When assessing these opportunities as LTIS, we try to remain vigilant about the robustness of our asset allocation under different scenarios and focus on areas where the present situation exacerbates structural trends or changes the underlying economic assessment of the economic structure. The important takeaway from the past few weeks is that there is an underlying global, coordinated willingness from policymakers to put in a huge amount of monetary and fiscal policy measures to limit any lasting impacts on the world economy from national policies to halt the spread of coronavirus. This gives us confidence that currently very elevated risk premia will once again compress, and whilst the economic impact is likely severe we remain of the view that the lion’s share of the disruption from the coronavirus pandemic will be felt in 2020.
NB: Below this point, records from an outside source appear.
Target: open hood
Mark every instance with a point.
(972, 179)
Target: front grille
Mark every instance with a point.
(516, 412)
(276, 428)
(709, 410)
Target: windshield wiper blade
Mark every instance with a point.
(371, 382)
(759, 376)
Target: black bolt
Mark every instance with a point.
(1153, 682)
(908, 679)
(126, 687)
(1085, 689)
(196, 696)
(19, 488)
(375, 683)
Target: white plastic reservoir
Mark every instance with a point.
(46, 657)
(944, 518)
There may well be other lasting implications and just like with other major crises, we it is likely that this pandemic will lead to structural changes and shifts including:

  • Shift toward deglobalization. Following on from the US-China trade dispute of recent years, the current tumult poses further incentive for companies and economies to become more self-sufficient via local supply chains. Such trends would likely lead us to greater differentiation in economic cycles relative to recent decades.
  • Accelerate the shift from West to East. In a previous note, the Long Term Investment Strategy Team provided a thesis of how the global economy was shifting from west to east at an unprecedented pace. For a number of reasons including differential policy responses to Covid-2019 and speed of subsequent recoveries, we feel that this shift would be even further accelerated in the short term.
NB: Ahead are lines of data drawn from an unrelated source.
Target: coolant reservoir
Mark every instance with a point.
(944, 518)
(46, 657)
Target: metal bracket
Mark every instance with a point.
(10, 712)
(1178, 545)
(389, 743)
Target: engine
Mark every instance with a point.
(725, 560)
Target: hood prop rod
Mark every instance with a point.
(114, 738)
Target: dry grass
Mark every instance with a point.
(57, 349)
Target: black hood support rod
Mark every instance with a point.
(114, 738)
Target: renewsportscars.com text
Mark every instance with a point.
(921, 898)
  • Push towards greater domestic consumption within Asia. For crises in years and decades gone past, the standard formula has often been for the consumption in the western ‘developed world’ to pull the eastern and emerging export led economies out of a recession with increased consumption from the west. Going into the crisis, Asia was already much less dependent on exports to the west, and given the aggregate Covid-2019 policies and timeline, greater reliance on domestic consumption may prove to be a necessary condition to emerge from the downturn ahead of the curve.
  • Automation, Digitalisation and new ways of working. A much bigger push for automation and digitalisation of public services, education (distance learning) and healthcare (online doctor and prescription services). This could ultimately lead to an increase in the productive capacity of economies in aggregate, and at the very least new ways of working and changing attitudes to flexible working and demand for office space.
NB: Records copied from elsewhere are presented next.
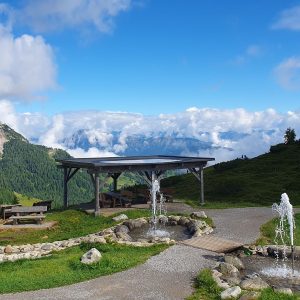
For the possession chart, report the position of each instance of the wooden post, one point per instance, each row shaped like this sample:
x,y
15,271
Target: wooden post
x,y
97,204
65,188
202,187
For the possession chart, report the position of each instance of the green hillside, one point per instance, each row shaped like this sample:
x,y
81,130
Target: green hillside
x,y
257,181
31,170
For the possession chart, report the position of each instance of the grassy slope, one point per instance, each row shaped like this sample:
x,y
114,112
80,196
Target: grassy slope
x,y
64,267
252,182
70,223
268,232
207,289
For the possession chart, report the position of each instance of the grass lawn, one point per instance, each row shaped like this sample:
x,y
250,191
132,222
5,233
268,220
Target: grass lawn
x,y
70,224
268,232
207,289
64,267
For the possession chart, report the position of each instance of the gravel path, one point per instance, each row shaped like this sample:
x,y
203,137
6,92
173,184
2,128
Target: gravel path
x,y
168,275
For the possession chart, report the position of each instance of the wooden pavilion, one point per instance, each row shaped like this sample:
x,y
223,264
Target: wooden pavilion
x,y
151,168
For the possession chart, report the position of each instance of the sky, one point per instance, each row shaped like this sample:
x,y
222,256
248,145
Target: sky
x,y
229,61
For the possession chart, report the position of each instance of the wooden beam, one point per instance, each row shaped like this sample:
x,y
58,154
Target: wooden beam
x,y
199,175
97,204
71,174
66,188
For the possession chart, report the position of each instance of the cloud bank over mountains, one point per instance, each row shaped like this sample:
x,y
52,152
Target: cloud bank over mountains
x,y
224,134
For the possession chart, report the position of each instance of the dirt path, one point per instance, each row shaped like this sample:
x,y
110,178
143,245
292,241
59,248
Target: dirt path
x,y
168,275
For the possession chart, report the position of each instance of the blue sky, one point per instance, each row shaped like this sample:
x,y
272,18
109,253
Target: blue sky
x,y
167,56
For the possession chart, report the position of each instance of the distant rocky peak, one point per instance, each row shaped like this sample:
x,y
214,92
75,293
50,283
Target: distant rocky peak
x,y
7,134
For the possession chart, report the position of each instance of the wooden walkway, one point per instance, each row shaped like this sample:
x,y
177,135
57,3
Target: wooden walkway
x,y
212,243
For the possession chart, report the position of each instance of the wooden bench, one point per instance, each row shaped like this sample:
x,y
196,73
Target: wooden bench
x,y
25,213
47,203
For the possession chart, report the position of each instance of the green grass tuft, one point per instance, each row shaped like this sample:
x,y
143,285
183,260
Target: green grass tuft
x,y
268,232
63,268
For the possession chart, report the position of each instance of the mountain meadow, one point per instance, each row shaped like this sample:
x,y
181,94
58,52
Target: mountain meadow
x,y
30,170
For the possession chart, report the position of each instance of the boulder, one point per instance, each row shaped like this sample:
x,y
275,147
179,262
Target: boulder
x,y
255,284
8,249
228,269
122,228
183,221
231,293
250,296
233,260
91,257
198,214
124,236
119,218
137,223
286,291
162,219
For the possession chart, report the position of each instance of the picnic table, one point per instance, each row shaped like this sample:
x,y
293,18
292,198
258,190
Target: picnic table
x,y
26,213
116,197
6,209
  • Ecological dimension to ESG principles: Last but not the least, as the dust settles from the impact of the Covid-2019 crises and we revert to business as usual, we feel that the ecological change will play a much more important role in the ‘E’ of ESG, either as a standalone pillar, or via redefining climate change to include a broader spectrum of ecosystem disruption.

Long Term Investment Strategy is part of Investment Office of M&G. It is responsible for generating economic and capital markets assumptions, setting investment strategies and Strategic Asset Allocation for Prudential’s with-profits, annuities and unit linked products.